On Thu, Mar 27, 2025 at 7:45 PM Álvaro Herrera <alvherre@alvh.no-ip.org> wrote:
>
> On 2025-Mar-27, Amul Sul wrote:
>
> > On Thu, Mar 27, 2025 at 6:28 PM Peter Eisentraut <peter@eisentraut.org> wrote:
>
> > > That said, is there a simpler way? Patch 0003 appears to add a lot of
> > > complexity. Could we make this simpler by saying, if you have otherwise
> > > matching constraints with different enforceability, make this an error.
> > > Then users can themselves adjust the enforceability how they want to
> > > make it match.
> >
> > We can simply discard this patch, as it still reflects the correct
> > behavior. It creates a new constraint without affecting the existing
> > constraint with differing enforceability on the child. I noticed
> > similar behavior with deferrability -- when it differs, the
> > constraints are not merged, and a new constraint is created on the
> > child. Let me know your thoughts so I can avoid squashing patch 0006.
>
> I didn't read that patch and I don't know what level of complexity we're
> talking about, but the idea of creating a second constraint beside an
> existing one itches me. I'm pretty certain most users would rather not
> end up with redundant constraints that only differ in enforceability or
> whatever other properties. I failed to realize that this was happening
> when adding FKs on partitioned tables, and I now think it was a mistake.

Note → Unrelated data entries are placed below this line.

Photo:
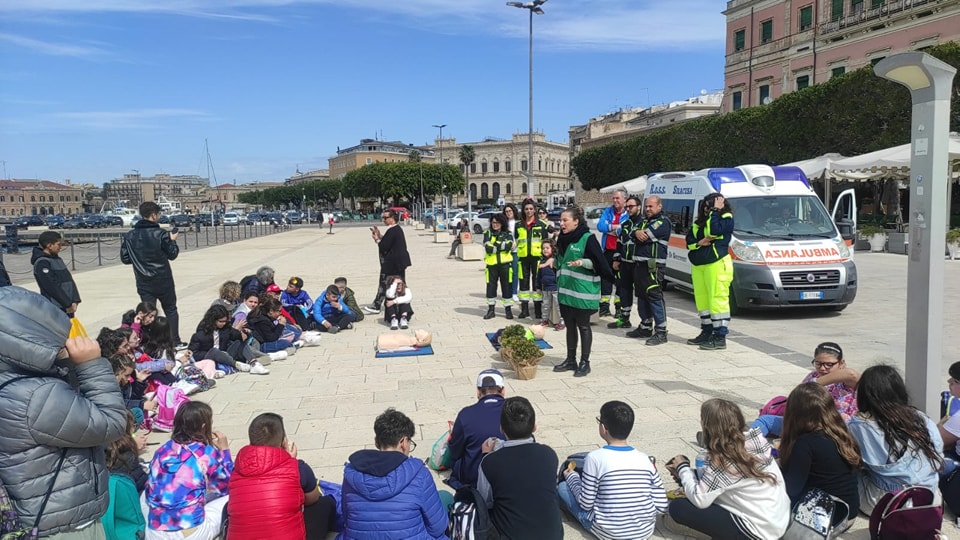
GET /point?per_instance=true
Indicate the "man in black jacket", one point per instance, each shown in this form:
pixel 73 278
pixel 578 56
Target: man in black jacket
pixel 54 279
pixel 150 249
pixel 394 257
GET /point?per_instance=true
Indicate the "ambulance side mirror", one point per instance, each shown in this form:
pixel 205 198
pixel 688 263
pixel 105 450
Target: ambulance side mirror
pixel 846 228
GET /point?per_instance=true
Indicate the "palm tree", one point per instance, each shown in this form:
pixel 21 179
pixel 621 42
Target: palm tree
pixel 467 157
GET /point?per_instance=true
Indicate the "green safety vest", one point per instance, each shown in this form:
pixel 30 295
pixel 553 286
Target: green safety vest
pixel 530 246
pixel 498 247
pixel 578 286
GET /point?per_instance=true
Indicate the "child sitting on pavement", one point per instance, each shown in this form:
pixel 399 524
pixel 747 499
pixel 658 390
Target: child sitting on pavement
pixel 349 298
pixel 330 313
pixel 620 493
pixel 271 490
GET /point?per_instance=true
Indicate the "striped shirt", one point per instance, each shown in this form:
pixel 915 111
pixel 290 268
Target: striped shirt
pixel 621 490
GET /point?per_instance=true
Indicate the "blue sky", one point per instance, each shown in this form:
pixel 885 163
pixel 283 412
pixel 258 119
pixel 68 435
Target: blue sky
pixel 93 89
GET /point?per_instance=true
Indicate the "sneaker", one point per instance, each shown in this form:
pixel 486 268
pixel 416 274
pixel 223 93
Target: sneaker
pixel 187 386
pixel 715 343
pixel 259 369
pixel 657 339
pixel 640 332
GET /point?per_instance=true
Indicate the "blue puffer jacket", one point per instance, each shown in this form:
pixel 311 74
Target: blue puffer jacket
pixel 388 496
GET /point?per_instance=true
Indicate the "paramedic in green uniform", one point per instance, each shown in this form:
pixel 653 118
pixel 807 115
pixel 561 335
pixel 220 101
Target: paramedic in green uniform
pixel 712 270
pixel 580 267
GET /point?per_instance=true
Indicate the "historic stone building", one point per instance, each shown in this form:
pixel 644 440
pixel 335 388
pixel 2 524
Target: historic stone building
pixel 39 197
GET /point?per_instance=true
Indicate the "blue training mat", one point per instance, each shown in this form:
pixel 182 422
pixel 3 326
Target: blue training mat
pixel 492 337
pixel 418 352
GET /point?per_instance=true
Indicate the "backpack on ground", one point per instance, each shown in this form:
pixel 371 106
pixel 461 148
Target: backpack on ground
pixel 169 400
pixel 906 515
pixel 10 526
pixel 469 516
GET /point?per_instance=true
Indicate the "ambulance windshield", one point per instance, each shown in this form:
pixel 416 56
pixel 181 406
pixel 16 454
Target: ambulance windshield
pixel 781 217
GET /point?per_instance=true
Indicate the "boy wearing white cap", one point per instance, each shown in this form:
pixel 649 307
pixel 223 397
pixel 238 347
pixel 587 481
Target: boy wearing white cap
pixel 475 424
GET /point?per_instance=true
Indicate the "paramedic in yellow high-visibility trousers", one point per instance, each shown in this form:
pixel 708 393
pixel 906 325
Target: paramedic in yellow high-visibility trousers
pixel 712 270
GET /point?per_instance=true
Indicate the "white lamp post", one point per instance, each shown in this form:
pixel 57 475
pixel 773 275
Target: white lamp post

> (As I said in some previous thread, I'd rather have this kind of
> situation raise an error so that the user can do something about it,
> rather than silently moving ahead with a worse solution like creating a
> redundant constraint.)
>
Okay, in the attached version, I’ve added an error in
tryAttachPartitionForeignKey() if the enforceability is different.
Please have a look at the 0005 patch and let me know if it looks good.
The rest of the patches remain unchanged.
I haven’t squashed the patches because, if we decide to keep the error
and avoid further complexity, we can simply discard the 0006 patch.